Thursday, April 24, 2008

Special JSE Issue Released

Peer reviewed scientific journals rarely devote an entire issue to the work or memory of one person. Ian Stevenson has been twice honored in this manner. In 1977 most of an issue of The Journal of Nervous and Mental Disease was devoted to his work. This month an entire issue of the Journal of Scientific Exploration has been devoted to his memory.

Ian Stevenson (1918-2007) was a distinguished scientist, professor, and chairman of the Department of Psychiatry at the University of Virginia, who is best known for his pioneering work in the scientific study of reincarnation, having collected and meticulously researched thousands of cases of children who, on their own, seemed to recall a past life. “Stevenson,” write psychologists Emily Kelley and Carlos Alvarado in their introduction to this issue, “was an extraordinary human being who put all of his immense capacities and energies to work on the most important question a person can ask: Who and what are we?”

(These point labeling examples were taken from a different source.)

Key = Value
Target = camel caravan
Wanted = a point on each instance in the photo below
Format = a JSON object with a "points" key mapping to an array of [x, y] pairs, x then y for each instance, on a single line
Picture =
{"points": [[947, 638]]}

The Spring 2008 issue of the Journal of Scientific Exploration features contributions on Stevenson and his work by a parade of philosophers, psychologists, and physicists whose lives were touched by this remarkable scholar. It also includes reminiscences by friends, colleagues, and a journalist, Tom Shroder of the Washington Post, who accompanied Stevenson on two of his last journeys in search of children claiming previous lives and who wrote a book on the experience called Old Souls. “Neither self-delusion, intentional fraud, peer pressure, nor coincidence,” writes Shroder, “could explain how the children Ian investigated could have known all that they knew about strangers who’d died before they were born.”

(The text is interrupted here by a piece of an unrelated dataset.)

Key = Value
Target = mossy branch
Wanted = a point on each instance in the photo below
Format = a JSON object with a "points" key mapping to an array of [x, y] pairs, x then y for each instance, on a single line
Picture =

Ian Stevenson was born and raised in Canada, and studied at St. Andrews University in Scotland and at McGill University in Montreal, where he received an M.D. in 1943. He became an assistant professor of psychiatry at Tulane University in 1950, the head of the department of psychiatry at the University of Virginia in 1957, and the Director of the Division of Parapsychology (later renamed the Division of Personality Studies and then the Division of Perceptual Studies) in 1967. Before concentrating on the work for which he became best known, he carried out extensive studies of spontaneous telepathic experiences, on what would become known as cases of near-death experiences, as well as on cryptoamnesia, cases of apparent xenoglossy, “maternal impressions,” and certain types of mediumistic communications.

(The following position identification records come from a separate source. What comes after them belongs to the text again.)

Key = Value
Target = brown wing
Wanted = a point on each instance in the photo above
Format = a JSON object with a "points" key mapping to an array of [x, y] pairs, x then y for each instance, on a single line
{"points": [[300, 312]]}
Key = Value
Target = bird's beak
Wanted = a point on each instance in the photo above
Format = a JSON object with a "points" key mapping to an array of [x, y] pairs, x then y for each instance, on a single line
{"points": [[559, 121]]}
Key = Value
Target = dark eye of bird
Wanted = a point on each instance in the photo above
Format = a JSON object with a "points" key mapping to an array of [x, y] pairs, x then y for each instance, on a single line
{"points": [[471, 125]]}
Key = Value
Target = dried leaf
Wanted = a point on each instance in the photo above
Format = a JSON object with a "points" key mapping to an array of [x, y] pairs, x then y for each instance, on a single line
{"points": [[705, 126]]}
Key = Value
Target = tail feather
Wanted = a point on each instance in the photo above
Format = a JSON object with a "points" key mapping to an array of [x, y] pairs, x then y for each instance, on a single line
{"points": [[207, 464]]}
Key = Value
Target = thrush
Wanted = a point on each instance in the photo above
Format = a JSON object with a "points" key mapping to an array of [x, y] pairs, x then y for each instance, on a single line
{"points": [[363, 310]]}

Stevenson’s first paper on reincarnation, published in 1960, came to the attention of Chester Carlson, the inventor of Xerox, who provided funds for further research on reincarnation and eventually endowed a chair for him at the University of Virginia. This allowed Stevenson and his colleagues to conduct field research on reincarnation in Africa, Alaska, British Columbia, Burma, India, South America, Lebanon, Turkey, among other places. Over a period of 45 years, he amassed reports of 2,600 individuals who recounted memories of places, experiences, events, circumstances, and individuals that provided evidence for “cases of the reincarnation type,” as he carefully referred to them. The children studied usually started recalling their past lives between the ages of two and four but would forget them by the age of seven or eight. Many had clear memories of their previous death, which was often violent. Stevenson published more than 200 articles and several books on his research, his magnum opus being the two-volume Reincarnation and Biology, which featured more than 200 cases in which children displayed often strikingly unusual birthmarks or birth defects that corresponded to wounds or injuries that killed the person whose life the child claimed to remember.

Stevenson, who retired in 2002, was a founding member of the Society for Scientific Exploration and exemplified the kind of scientist the Society was founded (in 1982) to encourage. The Society for Scientific Exploration is a multi-disciplinary professional organization of scientists and other scholars committed to the rigorous study of unusual and unexplained phenomena that cross traditional scientific boundaries and tend to be ignored or inadequately studied within mainstream science. Its peer-reviewed journal, the Journal of Scientific Exploration, is now in its 22nd year of publication.